Shionogi published the results of their study, known as Capstone-1, a double-blind, placebo, and oseltamivir-controlled trial in September 2017.
“If we have a superior treatment where we can assure patients that if they start early after the onset of illness and take one pill that they can reduce the severity of the illness, the duration of the illness, and make it less likely they will spread it to others, we will have something that is new and powerful to give to our patients. I look forward to being able to do that,” said Dr. William Schaffner, professor of infectious diseases at Vanderbilt University School of Medicine.
Schaffner wasn’t involved in the development of Xofluza.
While Schaffner reiterated that Xofluza is an exciting development, it isn’t a replacement for the flu vaccine and urges all individuals to get vaccinated for flu season.

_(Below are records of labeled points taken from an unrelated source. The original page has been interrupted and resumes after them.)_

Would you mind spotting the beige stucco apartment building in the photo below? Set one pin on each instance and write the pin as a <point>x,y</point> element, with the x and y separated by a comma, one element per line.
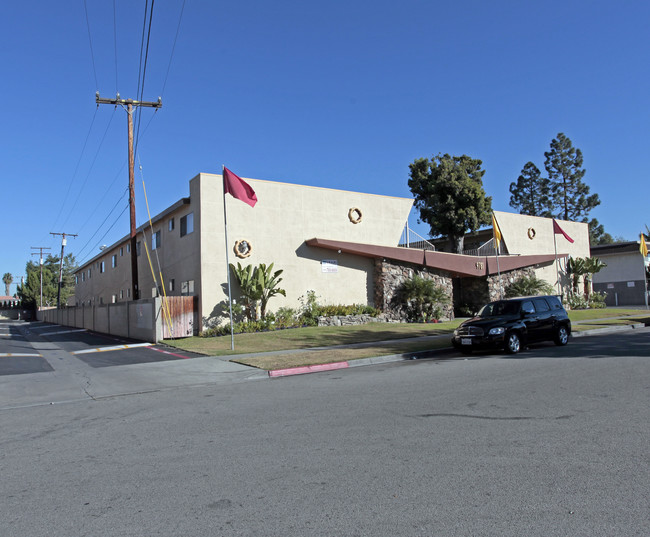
<point>187,241</point>
<point>342,245</point>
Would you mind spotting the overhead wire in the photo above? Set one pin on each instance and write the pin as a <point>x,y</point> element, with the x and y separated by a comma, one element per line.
<point>83,248</point>
<point>143,77</point>
<point>92,54</point>
<point>117,87</point>
<point>90,169</point>
<point>126,207</point>
<point>76,169</point>
<point>178,27</point>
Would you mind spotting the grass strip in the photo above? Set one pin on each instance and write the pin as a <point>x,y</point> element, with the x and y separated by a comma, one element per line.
<point>305,338</point>
<point>270,362</point>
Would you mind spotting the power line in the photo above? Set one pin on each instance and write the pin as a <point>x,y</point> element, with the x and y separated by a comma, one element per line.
<point>117,87</point>
<point>76,169</point>
<point>92,164</point>
<point>173,48</point>
<point>104,235</point>
<point>105,219</point>
<point>144,74</point>
<point>92,54</point>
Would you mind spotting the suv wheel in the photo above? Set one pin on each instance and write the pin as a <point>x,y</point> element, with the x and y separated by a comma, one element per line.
<point>513,343</point>
<point>561,336</point>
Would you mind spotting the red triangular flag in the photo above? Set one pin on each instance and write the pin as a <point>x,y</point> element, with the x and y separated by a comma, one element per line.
<point>238,188</point>
<point>557,230</point>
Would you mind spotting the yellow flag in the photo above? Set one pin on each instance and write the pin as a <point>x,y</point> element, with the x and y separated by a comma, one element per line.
<point>497,231</point>
<point>643,248</point>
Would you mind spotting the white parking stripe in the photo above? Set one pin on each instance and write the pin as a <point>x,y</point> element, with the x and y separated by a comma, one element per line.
<point>115,348</point>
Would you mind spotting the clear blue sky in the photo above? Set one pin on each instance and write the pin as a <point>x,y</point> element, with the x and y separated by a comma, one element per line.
<point>343,94</point>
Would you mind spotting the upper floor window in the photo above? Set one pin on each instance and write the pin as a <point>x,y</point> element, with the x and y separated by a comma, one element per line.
<point>187,224</point>
<point>155,240</point>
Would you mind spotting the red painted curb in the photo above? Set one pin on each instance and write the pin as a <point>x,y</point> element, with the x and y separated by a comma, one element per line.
<point>307,369</point>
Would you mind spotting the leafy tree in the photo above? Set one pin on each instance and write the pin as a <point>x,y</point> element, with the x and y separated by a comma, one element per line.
<point>449,194</point>
<point>422,297</point>
<point>7,279</point>
<point>592,266</point>
<point>575,268</point>
<point>531,193</point>
<point>571,197</point>
<point>597,234</point>
<point>268,281</point>
<point>529,286</point>
<point>30,292</point>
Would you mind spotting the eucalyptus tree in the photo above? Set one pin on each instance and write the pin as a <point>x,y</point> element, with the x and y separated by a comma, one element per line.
<point>449,194</point>
<point>531,194</point>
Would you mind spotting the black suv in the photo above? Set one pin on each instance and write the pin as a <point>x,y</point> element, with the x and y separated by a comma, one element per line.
<point>512,323</point>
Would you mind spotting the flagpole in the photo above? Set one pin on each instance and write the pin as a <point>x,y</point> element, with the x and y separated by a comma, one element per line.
<point>225,228</point>
<point>644,252</point>
<point>499,272</point>
<point>557,268</point>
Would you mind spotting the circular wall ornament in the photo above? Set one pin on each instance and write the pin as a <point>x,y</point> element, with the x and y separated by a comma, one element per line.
<point>355,215</point>
<point>243,248</point>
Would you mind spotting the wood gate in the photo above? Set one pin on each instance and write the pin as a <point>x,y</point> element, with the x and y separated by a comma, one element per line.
<point>178,316</point>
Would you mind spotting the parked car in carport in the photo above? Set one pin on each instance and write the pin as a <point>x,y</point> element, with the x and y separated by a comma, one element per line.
<point>513,323</point>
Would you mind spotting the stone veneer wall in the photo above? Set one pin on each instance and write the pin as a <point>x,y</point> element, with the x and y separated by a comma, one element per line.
<point>475,292</point>
<point>389,276</point>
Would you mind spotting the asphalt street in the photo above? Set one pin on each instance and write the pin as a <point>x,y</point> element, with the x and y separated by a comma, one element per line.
<point>48,364</point>
<point>552,442</point>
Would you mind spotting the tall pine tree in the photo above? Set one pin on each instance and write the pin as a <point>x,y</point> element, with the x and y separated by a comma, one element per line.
<point>531,193</point>
<point>571,197</point>
<point>449,194</point>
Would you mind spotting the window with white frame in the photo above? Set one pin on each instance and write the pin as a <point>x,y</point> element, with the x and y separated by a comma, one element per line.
<point>187,224</point>
<point>155,240</point>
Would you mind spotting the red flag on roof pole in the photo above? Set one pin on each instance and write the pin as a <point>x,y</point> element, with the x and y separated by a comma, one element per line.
<point>238,188</point>
<point>557,230</point>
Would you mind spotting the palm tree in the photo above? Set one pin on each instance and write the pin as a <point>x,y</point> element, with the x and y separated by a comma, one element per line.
<point>7,279</point>
<point>575,268</point>
<point>592,266</point>
<point>422,298</point>
<point>529,286</point>
<point>258,284</point>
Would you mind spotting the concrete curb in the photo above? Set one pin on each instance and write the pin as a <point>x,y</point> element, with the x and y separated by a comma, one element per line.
<point>607,330</point>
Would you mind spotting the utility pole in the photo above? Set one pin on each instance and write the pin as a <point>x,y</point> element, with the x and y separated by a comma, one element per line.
<point>41,248</point>
<point>63,243</point>
<point>129,105</point>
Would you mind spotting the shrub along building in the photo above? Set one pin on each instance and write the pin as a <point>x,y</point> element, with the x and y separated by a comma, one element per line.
<point>345,246</point>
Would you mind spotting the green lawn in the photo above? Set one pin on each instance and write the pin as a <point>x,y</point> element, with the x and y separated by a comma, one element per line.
<point>300,342</point>
<point>315,336</point>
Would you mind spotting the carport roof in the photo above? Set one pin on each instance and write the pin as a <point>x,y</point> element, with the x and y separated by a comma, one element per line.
<point>456,264</point>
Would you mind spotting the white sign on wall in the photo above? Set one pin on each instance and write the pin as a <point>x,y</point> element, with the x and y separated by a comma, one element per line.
<point>330,266</point>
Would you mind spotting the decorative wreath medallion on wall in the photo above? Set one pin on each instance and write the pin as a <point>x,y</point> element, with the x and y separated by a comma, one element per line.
<point>243,248</point>
<point>355,215</point>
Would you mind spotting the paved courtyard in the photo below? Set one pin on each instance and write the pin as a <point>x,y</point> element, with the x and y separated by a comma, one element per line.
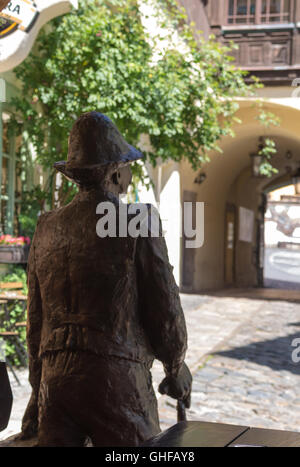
<point>240,354</point>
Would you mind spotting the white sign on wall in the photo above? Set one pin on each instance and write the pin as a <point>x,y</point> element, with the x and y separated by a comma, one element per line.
<point>19,14</point>
<point>20,22</point>
<point>246,225</point>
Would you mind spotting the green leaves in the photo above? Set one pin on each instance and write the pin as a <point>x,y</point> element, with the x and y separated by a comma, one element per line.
<point>100,57</point>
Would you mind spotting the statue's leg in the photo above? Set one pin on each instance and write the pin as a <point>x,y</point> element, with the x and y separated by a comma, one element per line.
<point>126,413</point>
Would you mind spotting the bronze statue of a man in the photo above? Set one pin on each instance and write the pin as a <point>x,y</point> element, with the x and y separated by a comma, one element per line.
<point>100,310</point>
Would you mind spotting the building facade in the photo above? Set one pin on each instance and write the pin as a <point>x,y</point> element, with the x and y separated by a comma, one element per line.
<point>20,22</point>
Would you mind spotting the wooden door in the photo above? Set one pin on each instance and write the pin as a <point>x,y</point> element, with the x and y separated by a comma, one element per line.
<point>230,229</point>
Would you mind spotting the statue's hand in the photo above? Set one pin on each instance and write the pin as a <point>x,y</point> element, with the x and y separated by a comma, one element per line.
<point>179,387</point>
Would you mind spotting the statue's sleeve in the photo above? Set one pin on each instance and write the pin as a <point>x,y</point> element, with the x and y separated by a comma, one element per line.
<point>159,303</point>
<point>34,326</point>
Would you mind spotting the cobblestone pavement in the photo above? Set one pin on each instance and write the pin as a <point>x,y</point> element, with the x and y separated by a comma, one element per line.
<point>251,379</point>
<point>240,355</point>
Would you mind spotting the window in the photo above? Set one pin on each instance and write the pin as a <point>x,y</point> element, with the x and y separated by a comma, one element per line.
<point>259,11</point>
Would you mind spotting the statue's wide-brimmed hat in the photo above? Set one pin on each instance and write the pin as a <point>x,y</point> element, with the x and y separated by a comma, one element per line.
<point>95,146</point>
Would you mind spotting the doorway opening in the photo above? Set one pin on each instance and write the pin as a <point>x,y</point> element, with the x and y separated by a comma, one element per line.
<point>282,239</point>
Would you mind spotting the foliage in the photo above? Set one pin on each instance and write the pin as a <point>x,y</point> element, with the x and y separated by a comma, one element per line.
<point>102,57</point>
<point>16,313</point>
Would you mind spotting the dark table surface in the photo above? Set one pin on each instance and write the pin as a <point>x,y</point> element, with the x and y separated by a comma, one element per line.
<point>203,434</point>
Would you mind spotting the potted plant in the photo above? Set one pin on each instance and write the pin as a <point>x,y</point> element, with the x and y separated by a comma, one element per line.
<point>14,249</point>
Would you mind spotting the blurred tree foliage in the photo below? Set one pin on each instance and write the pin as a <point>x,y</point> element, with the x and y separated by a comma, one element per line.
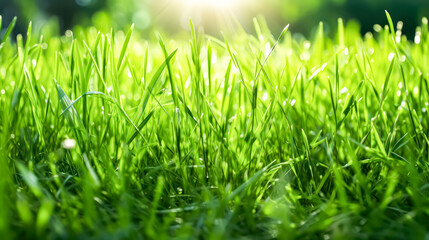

“It should become everyone’s social responsibility not to spread flu to others, and the way you do that is to get vaccinated because that’s the best thing you can do,” he said.
He pointed out that even infectious disease experts can’t predict how bad next year’s flu season will be.
While more research needs to be done, Schaffner said this new medication could quickly become popular next winter if it works.
“If you have a one-dose treatment and it’s safe, that is going to persuade many, many providers to prescribe treatment because it’s so easy and quick,” Schaffner said.
“If it can be shown, in a convincing way, that the duration of the illness is curtailed and that complications are averted, it will become popular very, very quickly and do a lot of good.”